To generate BAM files in both synthetic and real data, reads were aligned to GRCh38 with BWA-MEM at default parameters. Output SAM files were converted to BAM file format and indexed using Samtools (v1.2).
For datasets without UMIs, read groups were added to output BAM files using the GATK AddOrReplaceReadGroups (v2.27.1) tool, and the GATK MarkDuplicates (v2.27.1) tool was used to mark and discard duplicate reads. The output BAM files were indexed and used as input for variant callers.
In UMI encoded data, fgbio v1.3.0 [18] was used to annotate BAM files with UMI sequences and to collapse UMI families into consensus reads. Read groups were added to output BAM files as previously described.
Figure 1B illustrates how synthetic data was processed with and without UMI sequences. Input files for UMI-aware variant callers were either BAM files with UMIs stored in the RX tag, or FASTQ files with UMI sequences prepended to read sequences. A custom Python script was used to prepend UMI sequences to FASTQ files. Figure 1 C & D illustrate how real data was processed with and without UMIs respectively.

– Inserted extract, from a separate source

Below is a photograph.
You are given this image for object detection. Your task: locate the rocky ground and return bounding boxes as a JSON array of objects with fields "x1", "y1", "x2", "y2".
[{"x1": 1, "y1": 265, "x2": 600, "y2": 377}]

Variant calling tools and parameters.
The variant callers assessed in this study were bcftools v1.16 [24], FreeBayes v1.3.6 [25], LoFreq v2.1.5 [26], Mutect2 v4.2.6.1 [27], UMIErrorCorrect v0.24 [28] and UMI-VarCal v2.5.0 [29]. While not particularly designed to call low frequency calls, we include bcftools for benchmarking here as one of the most widely used variant callers [30]. Conversely, the authors of LoFreq designed the tool for calling low frequency variants. Several published benchmarking studies have shown Mutect2 and FreeBayes have high sensitivity at calling low frequency variants meriting their inclusion in this study. There is currently only a handful of variant callers that natively support UMI encoded data. UMI-VarCal [29] and UMIErrorCorrect [28] are publicly available, and output the widely used Variant Call Format (VCF) file type to report variants and were therefore included for benchmarking.

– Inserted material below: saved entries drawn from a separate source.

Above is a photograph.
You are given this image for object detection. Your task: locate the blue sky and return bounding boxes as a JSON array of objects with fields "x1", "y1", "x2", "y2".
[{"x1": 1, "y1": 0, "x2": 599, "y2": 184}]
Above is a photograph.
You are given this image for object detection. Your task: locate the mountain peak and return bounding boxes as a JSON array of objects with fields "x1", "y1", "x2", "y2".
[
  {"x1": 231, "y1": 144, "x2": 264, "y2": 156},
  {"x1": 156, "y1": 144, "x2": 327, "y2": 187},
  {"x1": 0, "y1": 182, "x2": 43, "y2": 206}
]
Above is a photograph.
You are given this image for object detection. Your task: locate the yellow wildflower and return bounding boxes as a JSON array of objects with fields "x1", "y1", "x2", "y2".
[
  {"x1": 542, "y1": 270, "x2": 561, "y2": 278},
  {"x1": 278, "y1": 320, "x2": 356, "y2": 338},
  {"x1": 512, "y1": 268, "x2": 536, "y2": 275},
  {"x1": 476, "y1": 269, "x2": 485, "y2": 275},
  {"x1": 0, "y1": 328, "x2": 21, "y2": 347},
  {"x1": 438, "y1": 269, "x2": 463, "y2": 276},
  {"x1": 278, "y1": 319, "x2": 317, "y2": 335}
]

All callers were ran using default parameters and only variants reported in VCF files were evaluated. UMIErrorCorrect requires a Browser Extensible Data (BED) file which was generated using bedtools v2.30 [31]. Both UMI-VarCal and UMIErrorCorrect require UMI sequences and were therefore excluded from benchmarking on non-UMI datasets.
Variant filtering and annotation pipelines.

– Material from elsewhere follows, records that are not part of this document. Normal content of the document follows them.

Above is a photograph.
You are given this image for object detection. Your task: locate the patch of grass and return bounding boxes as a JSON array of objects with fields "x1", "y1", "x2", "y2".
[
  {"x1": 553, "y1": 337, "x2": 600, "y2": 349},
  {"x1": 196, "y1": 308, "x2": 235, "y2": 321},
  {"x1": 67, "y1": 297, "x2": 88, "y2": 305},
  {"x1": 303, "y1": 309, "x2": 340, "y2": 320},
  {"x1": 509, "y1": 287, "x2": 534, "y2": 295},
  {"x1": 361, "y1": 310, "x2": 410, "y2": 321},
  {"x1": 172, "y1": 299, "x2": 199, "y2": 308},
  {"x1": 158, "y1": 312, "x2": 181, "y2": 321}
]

We discarded variants with read depths and quality scores of less than 50. Mutect2 does not report quality scores for called variants, therefore this metric was excluded from variant filtering in Mutect2 VCF files. Next, we used snpSIFT (v4.3t) [32] and bcftools to annotate and discard variants reported in dbSNP v138 at >=5% in all populations. No variant filtering was applied to UMI-aware caller VCF files due to incompatibility with with variant filtering tools. To assess performance of callers on real datasets, snpSIFT (v4.3t) was used to annotate VCF files with COSMIC variants. Figure 2 shows an overview of the variant filtering pipeline
Evaluating variant calls and data visualisation.
We assessed the sensitivity of variant callers on the synthetic datasets using the GATK Concordance tool. The truth set was a VCF file of the 303 spiked in COSMIC variants. For the real mBC data, snpSIFT (v4.3t) was used to annotate COSMIC presence in output VCF files. As the synthetic data originated from a real cfDNA sample, it is difficult to determine if a candidate false postive variant is indeed a false positive, or a real variant in the template data. Therefore, to infer specificity in synthetic datasets, we calculated the total number of variants detected, minus true positive calls. These variants are refered to as putative false positive variants. In the real dataset, the concordance of variants called by each caller across all samples was used to gain an insight into false positive discovery rate.The R package UpSetR [33] was used for visualising intersections of called variants.